Un roman délicieusement cynique et implacable, avec un petit côté cathartique jouissif pour les éreintés du monde moderne





Gilbert est un type classique. Employé d'une papeterie sans prétention, il vit une existence d'une banalité presque navrante. Pourtant, autour de lui, les gens ont cette désagréable habitude : quand il passe un moment avec eux, ils meurent. Un, puis deux, puis trop pour que cela reste une coïncidence. Ce don fâcheux pourrait être une épouvantable malédiction, à moins que la destinée de ce brave Gilbert ne finisse par servir son pays. Propulsé au milieu des pires conflits du monde, quelle vie attend la nouvelle arme secrète du gouvernement ?
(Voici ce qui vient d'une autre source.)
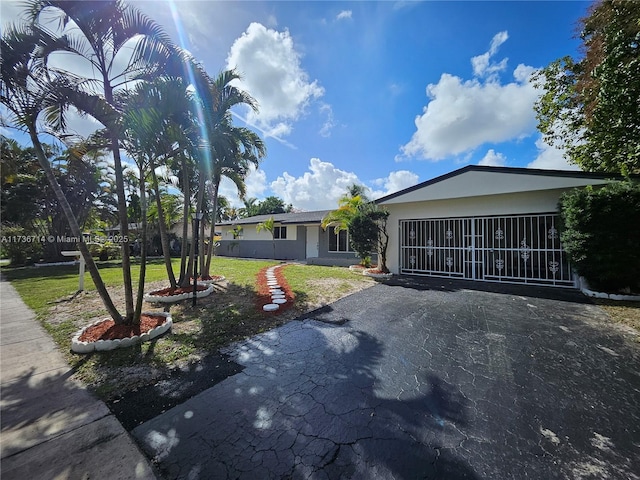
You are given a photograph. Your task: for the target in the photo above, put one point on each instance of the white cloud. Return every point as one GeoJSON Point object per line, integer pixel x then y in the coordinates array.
{"type": "Point", "coordinates": [493, 159]}
{"type": "Point", "coordinates": [464, 114]}
{"type": "Point", "coordinates": [550, 157]}
{"type": "Point", "coordinates": [329, 122]}
{"type": "Point", "coordinates": [482, 65]}
{"type": "Point", "coordinates": [272, 73]}
{"type": "Point", "coordinates": [317, 189]}
{"type": "Point", "coordinates": [256, 183]}
{"type": "Point", "coordinates": [321, 187]}
{"type": "Point", "coordinates": [396, 181]}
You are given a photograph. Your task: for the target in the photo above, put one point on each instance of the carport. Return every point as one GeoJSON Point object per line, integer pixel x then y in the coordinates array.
{"type": "Point", "coordinates": [493, 224]}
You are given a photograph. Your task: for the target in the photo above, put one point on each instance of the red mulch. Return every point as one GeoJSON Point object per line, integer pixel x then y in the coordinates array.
{"type": "Point", "coordinates": [375, 270]}
{"type": "Point", "coordinates": [108, 330]}
{"type": "Point", "coordinates": [264, 295]}
{"type": "Point", "coordinates": [217, 278]}
{"type": "Point", "coordinates": [167, 292]}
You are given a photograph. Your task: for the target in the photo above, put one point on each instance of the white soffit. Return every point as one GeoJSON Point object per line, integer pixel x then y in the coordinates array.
{"type": "Point", "coordinates": [480, 183]}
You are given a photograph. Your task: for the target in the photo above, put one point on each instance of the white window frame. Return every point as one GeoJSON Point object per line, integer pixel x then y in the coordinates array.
{"type": "Point", "coordinates": [331, 231]}
{"type": "Point", "coordinates": [277, 232]}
La plupart des romans qui posent un concept aussi fort que celui de Comme Des Mouches ont un défaut presque inexorable : l'idée initiale, si porteuse fut-elle, ne suffit pas à tenir tout le récit. Ici, ce n'est pas du tout le cas. Même si le don de ce brave Gilbert est assez particulier pour donner une vraie impulsion à ce récit, l'auteur sait gérer son intrigue pour que jamais le lectaire n'ait à souffrir d'une retombée dans l'action. Chaque strate de ce roman tout à fait spécial est parfaitement rodée, et permet d'apprécier un voyage élaboré, drôle et grinçant, dans la vie de ce protagoniste aussi étrange qu'amical-à condition d'en rester à bonne distance. 


La première et plus grande qualité de ce roman, c'est son humour. Savoir faire sourire et rire avec un récit aussi grave sur le papier est un tour de force, et Fred Larsen parvient à générer dérision et plaisanterie avec facilité, sans jamais être ni lourd, ni polémique. Dans un manuscrit qui va beaucoup capturer la situation politique du monde, ces qualités sont rares et d'autant plus appréciables. 

On dit souvent que les premiers chapitres sont les plus importants quand on veut raconter une histoire, et ceux de Comme Des Mouche sont aussi prenants que, finalement, assez peu représentatifs du reste du roman, ce qui est, une nouvelle fois, un parti pris porteur. L'auteur prend le temps de poser le décors et d'implanter la banalité de ces décès petit à petit, chapitre après chapitre, en se servant de situations de la vie de tous les jours. Balade en montagne, sortie en mer, cours de cuisine...Grâce à ces fragments de vie du protagoniste ficelés comme autant de petites nouvelles avec un début, une fin et un véritable cœur narratif, on parvient à se représenter les émotions de ce brave Gilbert, et surtout, sa confusion relative. Ils permettent aussi à l'auteur de s'amuser par des rencontres avec la grande faucheuse créatives, originales, et susceptibles de faire grimacer le lectaire (gardez bien à l'esprit ces deux indices : infirmière et placenta). 
On pourrait alors croire que le récit va se reposer sur l'exploration à la curiosité un poil tordue de ces fameuses mouches tombées sur le chemin de notre (anti)héros. Mais ce serait bien mal juger l'auteur, qui a plus d'un ruban dans sa machine à écrire. 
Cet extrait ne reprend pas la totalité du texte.